Contemporaneo «da strada»

Strade e piazze trasformate in spazi espositivi per l’arte contemporanea: di quartiere in quartiere, Roma si propone come un vero e proprio, nonché ricchissimo, museo a cielo aperto, che offre a chi cammina per le sue vie un’interessante panoramica sulle evoluzioni dell’arte, con particolare riguardo alla scultura, tra marmi e bronzi di autori italiani e stranieri. Le ultime ad essere state ospitate in città sono le opere di Jiménez Deredia, primo artista contemporaneo a esporre sulla Via Sacra ai Fori Imperiali. Qui e in alcune piazze - San Lorenzo in Lucina, Barberini e l’area del Colosseo, oltre ai cortili di Palazzo Massimo e Palazzo Altemps - fino al 30 novembre si possono ammirare monumentali marmi e bronzi del progetto «La ruta de la paz», rotta della pace e dell’arte che Deredia ha deciso di far partire da Roma.
La mostra temporanea è, però, solo una delle tappe di un ideale tour alla scoperta dei tesori - questi permanenti - che la Capitale «espone» all’aperto. Si comincia dalle opere di Arnaldo Pomodoro. La bronzea «Sfera», che sotto una superficie liscia rivela un complesso cuore di incastri e ombre, eseguita nel 1966 per l’expo di Montreal e divenuta poi l’opera-simbolo dello stile dello scultore, si può ammirare di fronte al Ministero degli Affari Esteri, in piazzale della Farnesina. È all’Eur, invece, dal 2004 in piazzale Nervi, «Novecento», moderno obelisco a spirale, con cui Pomodoro ha voluto, come spiega lui stesso, dare un «senso di progresso continuo, che è insieme di uguaglianza e elevamento», senza dimenticare i rovesciamenti del caso, rappresentati da incavi e torsioni della superficie.

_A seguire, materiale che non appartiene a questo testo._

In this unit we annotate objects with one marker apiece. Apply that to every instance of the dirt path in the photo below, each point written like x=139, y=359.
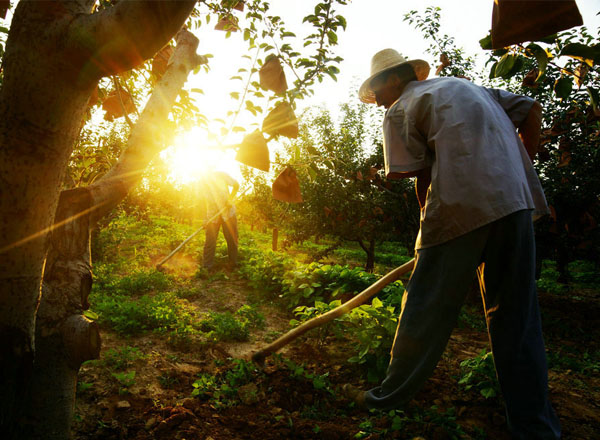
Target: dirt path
x=278, y=402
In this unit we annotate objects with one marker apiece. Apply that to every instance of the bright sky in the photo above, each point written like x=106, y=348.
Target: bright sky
x=372, y=25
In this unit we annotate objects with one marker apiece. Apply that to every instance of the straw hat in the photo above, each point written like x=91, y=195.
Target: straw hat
x=387, y=59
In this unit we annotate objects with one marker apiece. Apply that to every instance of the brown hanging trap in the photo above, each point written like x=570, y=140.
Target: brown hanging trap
x=281, y=121
x=272, y=76
x=516, y=21
x=161, y=60
x=286, y=186
x=254, y=152
x=113, y=105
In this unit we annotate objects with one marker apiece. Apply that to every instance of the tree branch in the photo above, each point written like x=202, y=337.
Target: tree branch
x=121, y=37
x=151, y=133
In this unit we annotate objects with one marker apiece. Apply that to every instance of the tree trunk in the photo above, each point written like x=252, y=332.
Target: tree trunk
x=55, y=54
x=68, y=281
x=275, y=239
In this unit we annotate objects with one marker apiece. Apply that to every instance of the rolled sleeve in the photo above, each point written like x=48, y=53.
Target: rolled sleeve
x=405, y=150
x=516, y=106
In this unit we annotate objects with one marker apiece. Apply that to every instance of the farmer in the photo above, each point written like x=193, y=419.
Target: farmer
x=220, y=211
x=471, y=150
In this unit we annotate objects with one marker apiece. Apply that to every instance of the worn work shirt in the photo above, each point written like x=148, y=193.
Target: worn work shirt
x=216, y=192
x=480, y=170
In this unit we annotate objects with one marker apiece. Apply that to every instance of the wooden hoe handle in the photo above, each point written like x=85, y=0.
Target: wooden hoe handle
x=359, y=299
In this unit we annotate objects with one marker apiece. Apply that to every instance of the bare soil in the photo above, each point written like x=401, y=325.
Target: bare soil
x=278, y=405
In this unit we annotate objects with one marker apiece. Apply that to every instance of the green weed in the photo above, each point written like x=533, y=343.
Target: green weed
x=479, y=373
x=222, y=389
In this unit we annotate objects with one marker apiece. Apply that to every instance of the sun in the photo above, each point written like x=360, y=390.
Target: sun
x=192, y=155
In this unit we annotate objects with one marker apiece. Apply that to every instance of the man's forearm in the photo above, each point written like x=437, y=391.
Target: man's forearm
x=530, y=129
x=422, y=183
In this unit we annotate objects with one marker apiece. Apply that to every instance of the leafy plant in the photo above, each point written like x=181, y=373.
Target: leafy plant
x=222, y=389
x=480, y=373
x=373, y=330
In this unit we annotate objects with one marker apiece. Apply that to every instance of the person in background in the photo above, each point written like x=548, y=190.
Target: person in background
x=220, y=212
x=471, y=150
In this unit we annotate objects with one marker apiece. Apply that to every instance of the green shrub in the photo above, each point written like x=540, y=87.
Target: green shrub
x=479, y=373
x=222, y=389
x=373, y=329
x=232, y=327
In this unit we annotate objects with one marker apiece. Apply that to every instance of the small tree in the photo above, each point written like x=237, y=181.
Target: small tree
x=345, y=192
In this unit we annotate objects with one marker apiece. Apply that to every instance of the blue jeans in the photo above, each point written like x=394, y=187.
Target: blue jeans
x=504, y=251
x=210, y=242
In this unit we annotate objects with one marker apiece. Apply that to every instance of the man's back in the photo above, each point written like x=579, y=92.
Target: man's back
x=480, y=171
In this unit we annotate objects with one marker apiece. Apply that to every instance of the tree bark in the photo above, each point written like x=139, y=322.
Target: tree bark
x=275, y=239
x=64, y=337
x=46, y=86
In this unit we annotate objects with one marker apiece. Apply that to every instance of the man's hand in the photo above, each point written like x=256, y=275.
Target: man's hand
x=530, y=128
x=422, y=185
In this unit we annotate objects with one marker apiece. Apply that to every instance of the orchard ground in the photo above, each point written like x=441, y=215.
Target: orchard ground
x=176, y=346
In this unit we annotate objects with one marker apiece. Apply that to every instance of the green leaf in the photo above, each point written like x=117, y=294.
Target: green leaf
x=550, y=39
x=90, y=315
x=486, y=42
x=582, y=52
x=488, y=392
x=312, y=150
x=492, y=74
x=313, y=171
x=563, y=87
x=332, y=37
x=541, y=56
x=505, y=65
x=376, y=303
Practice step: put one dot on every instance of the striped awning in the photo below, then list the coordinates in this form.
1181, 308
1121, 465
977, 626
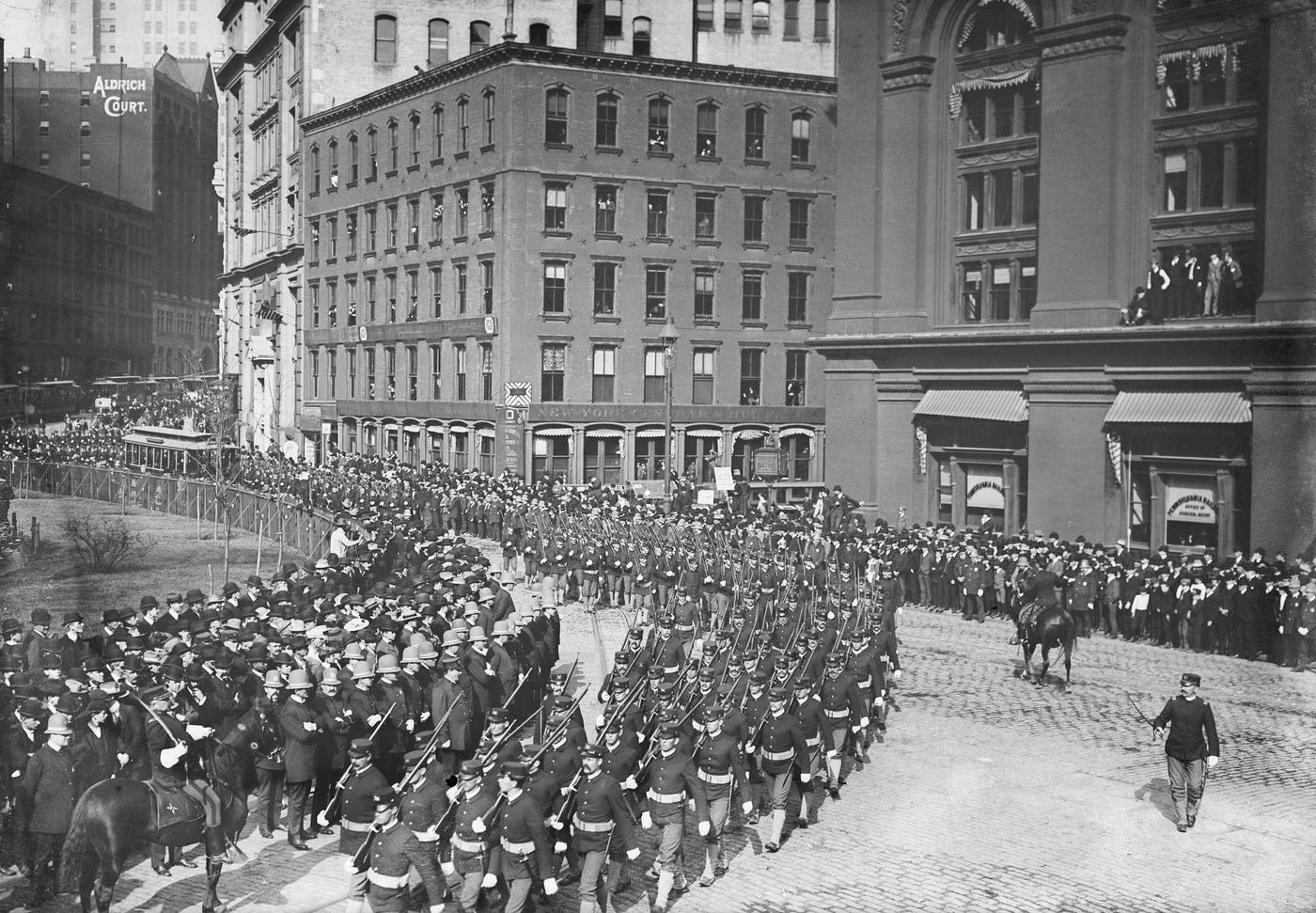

Stesso anno per «Dea Roma» di Igor Mitoraj in piazza Monte Grappa: una gigantesca testa femminile in travertino collocata in un apposito giardino di ispirazione mediterranea. Sue anche le scultoree porte della basilica di Santa Maria degli Angeli e dei Martiri, in piazza della Repubblica. Doppia tappa in viale Mazzini, per il cavallo della Rai, opera di Francesco Messina, nel cortile della Rai appunto, e, in prossimità di piazzale Clodio, per «Assalto all’Olimpo» di Bruno Liberatore, inaugurata lo scorso anno. È stato eseguito nel 1990 per i mondiali di calcio - la prima sede era di fronte al Foro Italico - ed è stato poi spostato in viale Tiziano, il «Cubo» di Mario Ceroli, geometria rossa tridimensionale in legno e acciaio che «ingabbia» un cerchio in un quadrato. Le statue di «Enea e Anchise» e «Europa», dal 2005 davanti alla sede della Provincia, in via IV novembre, sono di Sandro Chia. È una «collettiva» quella che, dal ’97 ha portato all’interno di Villa Glori, in viale Pilsudski, opere di Caruso, Mattiacci, Kounellis, Dompè, Staccioli, Mochetti, Nunzio, Castagna, Uncini, Canevari e Purini. Più artisti sono pure nel parco Prenestino-Labicano, in via Gordiani, ribattezzato «Parco delle Sculture», dalla vitrea «Luna» di Costas Varotsos, a «Porta magica» di Immacolata Datti, da «Freeze» di Anna Ajò a «Porta» di Giuliano Giuliani, senza dimenticare la rilettura di un’esedra classica di Carlo Lorenzetti in «Romana».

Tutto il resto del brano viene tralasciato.